We can use Elasticsearch aggregations to get summaries and statistics on our product data, such as the most common category for a given query. Using product titles as queries, we can use Elasticsearch to assign categories to products that don't have categories or have messy categories.
Every aggregation is simply a combination of one or more buckets and zero or more metrics.
- Buckets - Collections of documents that meet a criterion
- Metrics - Statistics calculated on the documents in a bucket
Without a metric, the aggregation will return an approximate document count for values in the bucket.
For example, the category bucket would contain the values Electronics, Laptops, and Chargers.
Augmenting the product catalog with agg tags should enable search to return relevant results for broad searches, e.g. movies, as opposed to returning products with the word movies in their titles.
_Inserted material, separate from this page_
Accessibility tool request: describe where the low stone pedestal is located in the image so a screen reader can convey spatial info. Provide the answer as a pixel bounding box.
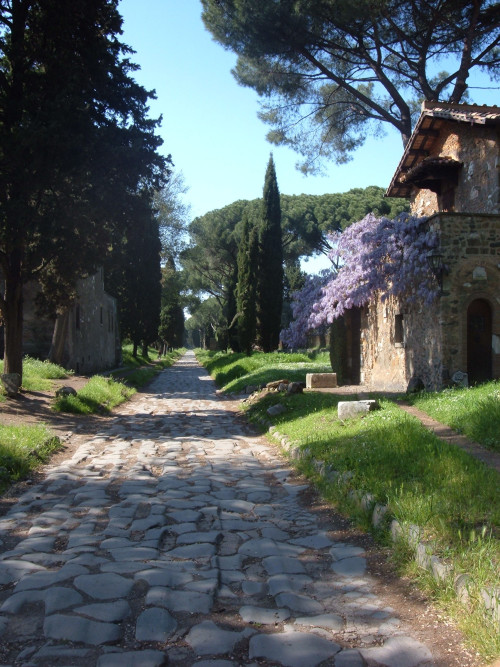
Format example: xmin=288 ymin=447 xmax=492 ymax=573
xmin=0 ymin=373 xmax=21 ymax=397
xmin=306 ymin=373 xmax=338 ymax=389
xmin=337 ymin=400 xmax=380 ymax=419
A controlled vocabulary of product tags across stores could enable additional navigational features within the browsing experience e.g. after returning search results, give the user the ability to filter to a specific category or back out a search to a broader category.
A controlled vocabulary when combined with user events data will enable a robust data set of user preferences for personalization.
- Define environment variables
export PROJECT="production"
export ZONE="us-central1-a"
export CLUSTER="my_cluster"
export COMPONENT="my_component"
export GCS_DIR="gs://categories"
export VERSION=1
gcloud config set project $PROJECT
gcloud config set compute/zone $ZONE
gcloud config set container/cluster $CLUSTER
gcloud container clusters get-credentials $CLUSTER
- Build docker image in logstash folder
docker build -f docker/agg-tags-Dockerfile --tag us.gcr.io/$PROJECT/logstash-agg-tags:6.2.4-$VERSION .
- Test docker image
docker run --rm --entrypoint bash -it us.gcr.io/production/honey-logstash-agg-tags:6.2.4-$VERSION
- Push image to Docker registry
gcloud docker -- push us.gcr.io/$PROJECT/logstash-agg-tags:6.2.4-$VERSION
- apply kubernetes
envsubst < yml/es-agg-tags-logstash.yml | kubectl apply -f -